Mein hibernate.cfg.xml:
[XML]<?xml version="1.0" encoding="UTF-8"?>
<!DOCTYPE hibernate-configuration PUBLIC
		"-//Hibernate/Hibernate Configuration DTD 3.0//EN"
		"http://hibernate.sourceforge.net/hibernate-configuration-3.0.dtd">
<hibernate-configuration>
    <session-factory>
        <property name="connection.driver_class">com.mysql.jdbc.Driver</property>
        <property name="connection.username">username</property>
        <property name="connection.password">password</property>
        <property name="connection.url">jdbc:mysql://wp231.webpack.hosteurope.de:3306/db10550069-testing</property>
        <property name="dialect">org.hibernate.dialect.MySQLDialect</property>
        <property name="hibernate.show_sql">true</property>
    </session-factory>
</hibernate-configuration>[/XML]

Die verwendete Datenbank (MySQL5) hat 2 Tabellen (Features, Programs). Leider wird hier nur ein kleiner Teil der SQL-Abfrage ausgegeben - ansonsten würde ich vl auch selbst auf den Fehler kommen. Außerdem weiß ich nicht was was mit diesem SQL abgefragt werden soll.
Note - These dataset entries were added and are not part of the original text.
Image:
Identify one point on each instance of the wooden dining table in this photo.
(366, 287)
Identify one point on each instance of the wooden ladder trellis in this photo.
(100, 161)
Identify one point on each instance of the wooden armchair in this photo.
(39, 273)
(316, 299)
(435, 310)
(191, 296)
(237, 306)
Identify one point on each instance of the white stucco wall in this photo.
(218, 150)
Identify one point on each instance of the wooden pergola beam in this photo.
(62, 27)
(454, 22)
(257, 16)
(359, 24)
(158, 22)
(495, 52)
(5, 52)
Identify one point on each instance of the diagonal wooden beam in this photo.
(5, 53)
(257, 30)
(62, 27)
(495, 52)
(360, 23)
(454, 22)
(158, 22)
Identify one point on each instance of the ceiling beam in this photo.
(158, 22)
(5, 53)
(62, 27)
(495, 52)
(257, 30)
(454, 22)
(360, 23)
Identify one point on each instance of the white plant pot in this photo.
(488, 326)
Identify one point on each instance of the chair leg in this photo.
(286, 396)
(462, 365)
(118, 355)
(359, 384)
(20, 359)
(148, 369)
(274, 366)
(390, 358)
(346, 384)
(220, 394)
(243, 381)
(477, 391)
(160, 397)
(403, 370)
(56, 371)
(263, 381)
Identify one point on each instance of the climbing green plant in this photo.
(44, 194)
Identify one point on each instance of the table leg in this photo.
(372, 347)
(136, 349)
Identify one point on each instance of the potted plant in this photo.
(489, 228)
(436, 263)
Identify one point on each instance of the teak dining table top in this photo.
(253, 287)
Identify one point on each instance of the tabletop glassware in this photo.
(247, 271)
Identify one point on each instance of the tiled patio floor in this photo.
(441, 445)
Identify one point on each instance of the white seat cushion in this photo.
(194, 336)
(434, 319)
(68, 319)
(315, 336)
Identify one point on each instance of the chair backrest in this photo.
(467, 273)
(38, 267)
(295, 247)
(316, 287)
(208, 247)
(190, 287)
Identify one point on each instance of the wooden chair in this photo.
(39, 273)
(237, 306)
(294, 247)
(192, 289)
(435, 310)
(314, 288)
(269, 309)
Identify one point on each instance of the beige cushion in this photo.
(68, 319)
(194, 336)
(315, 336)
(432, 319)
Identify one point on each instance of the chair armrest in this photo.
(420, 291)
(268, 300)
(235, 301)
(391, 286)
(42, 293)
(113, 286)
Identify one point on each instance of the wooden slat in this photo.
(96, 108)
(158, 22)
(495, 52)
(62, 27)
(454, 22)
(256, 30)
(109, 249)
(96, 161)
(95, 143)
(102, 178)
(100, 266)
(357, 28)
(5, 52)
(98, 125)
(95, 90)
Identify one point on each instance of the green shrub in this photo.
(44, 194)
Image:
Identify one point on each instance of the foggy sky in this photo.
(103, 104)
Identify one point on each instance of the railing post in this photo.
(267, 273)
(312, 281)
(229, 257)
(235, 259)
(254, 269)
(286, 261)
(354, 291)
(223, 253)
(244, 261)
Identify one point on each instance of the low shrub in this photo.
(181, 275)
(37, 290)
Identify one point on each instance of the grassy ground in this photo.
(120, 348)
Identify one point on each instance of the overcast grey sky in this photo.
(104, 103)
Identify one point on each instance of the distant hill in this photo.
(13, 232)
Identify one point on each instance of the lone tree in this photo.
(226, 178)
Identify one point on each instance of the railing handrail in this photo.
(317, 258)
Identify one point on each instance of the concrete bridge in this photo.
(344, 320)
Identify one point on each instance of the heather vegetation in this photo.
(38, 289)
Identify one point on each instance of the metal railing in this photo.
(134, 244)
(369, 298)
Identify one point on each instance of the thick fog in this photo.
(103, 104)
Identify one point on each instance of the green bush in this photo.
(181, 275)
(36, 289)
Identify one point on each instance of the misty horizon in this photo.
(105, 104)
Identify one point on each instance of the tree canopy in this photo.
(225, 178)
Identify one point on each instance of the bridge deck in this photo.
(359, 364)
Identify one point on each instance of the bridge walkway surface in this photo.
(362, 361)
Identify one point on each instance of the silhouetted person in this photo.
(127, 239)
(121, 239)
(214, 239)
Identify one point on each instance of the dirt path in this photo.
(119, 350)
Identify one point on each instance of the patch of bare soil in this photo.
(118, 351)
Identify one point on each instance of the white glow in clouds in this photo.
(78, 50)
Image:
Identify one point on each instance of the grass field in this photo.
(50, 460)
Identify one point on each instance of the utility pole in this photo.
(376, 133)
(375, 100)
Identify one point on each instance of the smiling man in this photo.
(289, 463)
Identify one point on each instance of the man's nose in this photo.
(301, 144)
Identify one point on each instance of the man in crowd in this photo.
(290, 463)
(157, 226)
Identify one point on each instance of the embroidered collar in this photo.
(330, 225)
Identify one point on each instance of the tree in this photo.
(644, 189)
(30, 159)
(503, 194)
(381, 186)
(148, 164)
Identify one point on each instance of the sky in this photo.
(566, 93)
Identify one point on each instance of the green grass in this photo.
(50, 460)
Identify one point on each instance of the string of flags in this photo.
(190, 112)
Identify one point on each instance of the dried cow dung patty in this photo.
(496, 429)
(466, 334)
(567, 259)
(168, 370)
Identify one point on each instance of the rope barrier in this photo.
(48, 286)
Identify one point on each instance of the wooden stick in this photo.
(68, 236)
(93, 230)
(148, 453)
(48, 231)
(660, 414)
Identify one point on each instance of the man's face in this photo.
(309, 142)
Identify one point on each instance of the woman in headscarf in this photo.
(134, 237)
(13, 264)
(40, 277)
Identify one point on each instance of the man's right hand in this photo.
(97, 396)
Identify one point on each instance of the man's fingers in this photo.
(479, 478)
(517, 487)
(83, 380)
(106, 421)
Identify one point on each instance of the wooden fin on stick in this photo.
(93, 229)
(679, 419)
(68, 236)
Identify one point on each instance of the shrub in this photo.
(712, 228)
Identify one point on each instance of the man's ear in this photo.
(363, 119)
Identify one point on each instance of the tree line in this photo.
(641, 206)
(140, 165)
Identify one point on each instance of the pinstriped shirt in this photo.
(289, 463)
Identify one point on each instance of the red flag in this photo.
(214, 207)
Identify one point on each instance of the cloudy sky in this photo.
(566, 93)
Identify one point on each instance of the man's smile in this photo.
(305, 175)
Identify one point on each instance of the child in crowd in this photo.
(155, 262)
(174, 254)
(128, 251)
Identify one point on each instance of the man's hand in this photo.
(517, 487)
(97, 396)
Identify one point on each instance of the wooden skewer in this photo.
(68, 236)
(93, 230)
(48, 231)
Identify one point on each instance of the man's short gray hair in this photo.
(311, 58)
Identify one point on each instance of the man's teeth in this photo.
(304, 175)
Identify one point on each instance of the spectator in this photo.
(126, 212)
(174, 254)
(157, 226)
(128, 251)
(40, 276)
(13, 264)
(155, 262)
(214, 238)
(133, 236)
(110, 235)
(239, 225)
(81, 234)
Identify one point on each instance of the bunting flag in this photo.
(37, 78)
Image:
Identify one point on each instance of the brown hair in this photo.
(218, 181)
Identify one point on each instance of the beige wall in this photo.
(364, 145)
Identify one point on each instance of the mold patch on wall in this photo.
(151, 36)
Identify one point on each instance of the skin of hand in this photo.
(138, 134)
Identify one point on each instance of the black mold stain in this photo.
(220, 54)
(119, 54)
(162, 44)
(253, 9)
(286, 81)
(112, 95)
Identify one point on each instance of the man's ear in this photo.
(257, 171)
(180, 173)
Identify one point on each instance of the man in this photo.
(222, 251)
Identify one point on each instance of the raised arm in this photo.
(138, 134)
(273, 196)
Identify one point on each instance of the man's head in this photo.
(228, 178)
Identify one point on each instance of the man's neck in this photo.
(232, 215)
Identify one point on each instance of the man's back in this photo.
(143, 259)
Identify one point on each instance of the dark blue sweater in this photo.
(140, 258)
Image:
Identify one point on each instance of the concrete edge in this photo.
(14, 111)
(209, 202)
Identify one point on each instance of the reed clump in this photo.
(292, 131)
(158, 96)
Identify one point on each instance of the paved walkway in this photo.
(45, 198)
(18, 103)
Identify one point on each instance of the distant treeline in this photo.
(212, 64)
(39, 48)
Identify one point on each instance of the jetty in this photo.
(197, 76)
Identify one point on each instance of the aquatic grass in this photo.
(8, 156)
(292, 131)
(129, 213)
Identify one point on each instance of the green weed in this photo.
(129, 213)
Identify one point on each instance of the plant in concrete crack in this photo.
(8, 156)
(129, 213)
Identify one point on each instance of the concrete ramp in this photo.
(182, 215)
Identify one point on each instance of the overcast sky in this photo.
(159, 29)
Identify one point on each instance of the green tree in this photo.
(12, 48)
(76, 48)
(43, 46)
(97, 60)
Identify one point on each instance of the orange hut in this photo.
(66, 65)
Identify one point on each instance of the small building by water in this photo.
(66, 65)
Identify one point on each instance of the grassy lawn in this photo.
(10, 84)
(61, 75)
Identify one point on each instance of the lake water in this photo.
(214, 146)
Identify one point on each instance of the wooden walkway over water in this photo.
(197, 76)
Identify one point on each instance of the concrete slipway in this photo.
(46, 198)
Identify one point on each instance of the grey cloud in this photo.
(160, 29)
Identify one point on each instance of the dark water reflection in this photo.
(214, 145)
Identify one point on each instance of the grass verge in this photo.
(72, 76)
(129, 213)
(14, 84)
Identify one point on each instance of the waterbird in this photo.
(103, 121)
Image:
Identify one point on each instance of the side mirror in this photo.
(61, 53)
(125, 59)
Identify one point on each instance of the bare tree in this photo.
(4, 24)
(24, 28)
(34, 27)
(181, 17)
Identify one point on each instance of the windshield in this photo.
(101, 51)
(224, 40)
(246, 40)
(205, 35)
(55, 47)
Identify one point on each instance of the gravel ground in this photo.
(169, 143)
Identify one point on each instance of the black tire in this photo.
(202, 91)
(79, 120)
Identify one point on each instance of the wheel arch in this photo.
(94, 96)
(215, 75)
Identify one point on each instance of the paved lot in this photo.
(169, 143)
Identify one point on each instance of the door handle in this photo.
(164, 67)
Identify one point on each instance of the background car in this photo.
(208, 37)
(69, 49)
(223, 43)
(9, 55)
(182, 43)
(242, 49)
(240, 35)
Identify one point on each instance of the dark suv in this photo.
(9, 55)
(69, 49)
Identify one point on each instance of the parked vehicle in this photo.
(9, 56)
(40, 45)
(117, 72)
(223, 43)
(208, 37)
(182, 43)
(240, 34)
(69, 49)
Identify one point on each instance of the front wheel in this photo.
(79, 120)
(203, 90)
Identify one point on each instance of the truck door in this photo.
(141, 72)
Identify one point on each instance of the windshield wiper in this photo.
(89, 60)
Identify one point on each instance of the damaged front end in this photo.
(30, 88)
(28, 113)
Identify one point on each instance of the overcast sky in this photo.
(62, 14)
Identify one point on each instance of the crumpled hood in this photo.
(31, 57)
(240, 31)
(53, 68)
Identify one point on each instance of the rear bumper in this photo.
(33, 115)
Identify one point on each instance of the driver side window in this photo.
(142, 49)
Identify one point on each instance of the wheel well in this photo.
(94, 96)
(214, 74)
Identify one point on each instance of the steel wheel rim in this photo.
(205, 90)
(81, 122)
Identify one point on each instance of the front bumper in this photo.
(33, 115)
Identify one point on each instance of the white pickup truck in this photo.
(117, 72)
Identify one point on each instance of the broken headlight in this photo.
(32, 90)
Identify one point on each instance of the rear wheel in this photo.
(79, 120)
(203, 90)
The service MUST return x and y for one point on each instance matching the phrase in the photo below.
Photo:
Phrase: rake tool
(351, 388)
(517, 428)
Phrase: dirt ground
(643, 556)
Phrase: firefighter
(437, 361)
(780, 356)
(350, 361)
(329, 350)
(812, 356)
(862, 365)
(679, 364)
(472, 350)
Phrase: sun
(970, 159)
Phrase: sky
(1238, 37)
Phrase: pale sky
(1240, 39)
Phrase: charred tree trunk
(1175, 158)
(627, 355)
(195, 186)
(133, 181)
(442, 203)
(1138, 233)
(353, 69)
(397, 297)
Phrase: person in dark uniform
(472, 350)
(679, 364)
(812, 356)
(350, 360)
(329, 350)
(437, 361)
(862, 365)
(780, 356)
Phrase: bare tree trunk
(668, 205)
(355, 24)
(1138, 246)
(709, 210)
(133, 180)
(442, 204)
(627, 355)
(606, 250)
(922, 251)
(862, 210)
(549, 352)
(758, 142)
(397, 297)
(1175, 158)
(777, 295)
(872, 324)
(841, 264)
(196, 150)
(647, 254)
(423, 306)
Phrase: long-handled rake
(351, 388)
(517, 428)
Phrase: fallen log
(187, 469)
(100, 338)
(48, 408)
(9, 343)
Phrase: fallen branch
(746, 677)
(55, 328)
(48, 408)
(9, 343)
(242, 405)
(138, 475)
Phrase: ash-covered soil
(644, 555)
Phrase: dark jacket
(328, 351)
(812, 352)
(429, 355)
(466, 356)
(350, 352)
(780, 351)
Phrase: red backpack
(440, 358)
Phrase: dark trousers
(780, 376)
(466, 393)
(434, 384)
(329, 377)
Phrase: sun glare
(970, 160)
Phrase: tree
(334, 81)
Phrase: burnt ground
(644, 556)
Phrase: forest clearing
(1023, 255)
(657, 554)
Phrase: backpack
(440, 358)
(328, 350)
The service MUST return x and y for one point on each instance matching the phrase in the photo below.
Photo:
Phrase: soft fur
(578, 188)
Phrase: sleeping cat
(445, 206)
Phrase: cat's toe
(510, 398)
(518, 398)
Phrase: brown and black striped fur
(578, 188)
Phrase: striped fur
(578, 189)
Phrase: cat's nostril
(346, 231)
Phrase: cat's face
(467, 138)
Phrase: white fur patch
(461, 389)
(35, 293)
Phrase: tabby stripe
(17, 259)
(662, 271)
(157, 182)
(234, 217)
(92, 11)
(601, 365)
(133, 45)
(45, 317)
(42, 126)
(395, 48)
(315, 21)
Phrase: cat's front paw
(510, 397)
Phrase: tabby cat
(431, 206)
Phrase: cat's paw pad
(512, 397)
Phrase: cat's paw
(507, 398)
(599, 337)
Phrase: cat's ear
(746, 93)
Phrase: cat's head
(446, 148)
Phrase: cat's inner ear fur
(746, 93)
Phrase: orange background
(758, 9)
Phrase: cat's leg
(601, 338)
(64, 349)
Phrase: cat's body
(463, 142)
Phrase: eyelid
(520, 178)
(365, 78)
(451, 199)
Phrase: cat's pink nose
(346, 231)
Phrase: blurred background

Nach dieser Anleitung bin ich vorgegangen Hibernate Tools

Also mein Frage nun
1) Weiß wer was Hibernate hier machen will bzw. warum es nicht funktioniert?
2) Gibt es eine Möglichkeit die SQL Befehle vollständig ausgeben zu lassen?


----------



## maki (19. Jun 2011)

Hast du etwa einen Bindestrich in einem Entitynamen bzw Property?


----------



## Pippl (19. Jun 2011)

Den Bindestrich gibt es im Datenbanknamen. Diesen kann ich aber nicht entfernen da dieser von Hoster (HostEurope) vorgegeben ist. Ansonsten existiert noch kein Java-Code, nur die Konfiguration von Hibernate.

EDIT: Der Bindestrich funktioniert mit diesem Treiber aber ohne Probleme (in anderen Projekten verwendet).


----------